Stead finished at 6-under 70-68-72-210 and said the Chargers had a good feel for the greens after competing in the provincials.
“Everybody showed up on that final day and played to the best of their abilities considering the circumstance of feeling pressure,” said Stead, a VSS Panther grad who helped VSS make provincials for the first time since former Panther and PGA Tour golfer Chris Baryla did it 12 years prior.
Earlier this season, junior Jeff Riches of Victoria made his Charger debut and took first place as Camosun clinched their third consecutive PACWEST tournament win at the Camosun Invitational at Bear Mountain in Victoria.
Stead shot rounds of 67 and 70 to finish in second place, one stroke behind Riches.

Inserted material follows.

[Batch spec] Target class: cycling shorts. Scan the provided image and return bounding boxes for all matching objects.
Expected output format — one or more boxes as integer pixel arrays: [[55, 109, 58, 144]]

There were 14 men’s teams at nationals, including defending champion Prince Edward Island (Charlottetown’s Holland College Hurricanes). Camosun was ranked No. 1.
Joining the fifth-year Stead on the Chargers were Riches, senior Mac Keats of Cochrane, Alta., senior Grant Maskiewich of Smithers and junior Matt Matheson of West Vancouver.
They totalled 860 strokes over three rounds, defeating Niagara by eight shots. Niagara led by three strokes on the final day, but Camosun made a charge on the back nine.
Stead said the Chargers’ highest score on Day 3 was a 73 by Riches, showing just how deep the Camosun lineup goes. Being the top Charger in his last year was very rewarding for Stead.
“As an individual, there’s no better feeling than knowing the work you put in as a junior growing up and even the first few years on the Camosun team when I struggled and didn’t give up; kept working on things and hoping it would eventually work out, there’s no better feeling for an athlete.”
Stead gives major props to head coach John Randle.
“Almost everything that I know about the golf swing I have learned from my coach – John Randle. We worked very hard on my first few years on improving my golf swing and although I struggled a little in the past, John did not stop believing in me and I cannot thank him enough for that.”
Camosun took silver last year in Quebec City and bronze two years ago in Boischatel, Que. The 2016 nationals are in Charlottetown.
“It’s still kind of a surreal feeling, even just walking to my truck to go running around, knowing that I’m a national champion, is definitely a different feeling, but it’s a good one. I don’t think it’s sunk in yet.”
Team Canada Development Squad player Etienne Papineau of Cegep Champlain St. Lawrence Lions was the CCAA individual winner at 10-under 73-65-68-206, two shots better than Stephen Brown of Lambton College Lions in Sarnia, Ont.
Stead, who used to work at The Rise Golf Course in Vernon, will focus on studies with hopes of more golf in the future.
“I’m going to finish my business degree and keep working on my game in the spring and hopefully play in the RPGA Nationals in Parksville, which is open to all universities and colleges.”
He wants to keep playing, but isn’t sure what his schedule will look like: possibly Europe.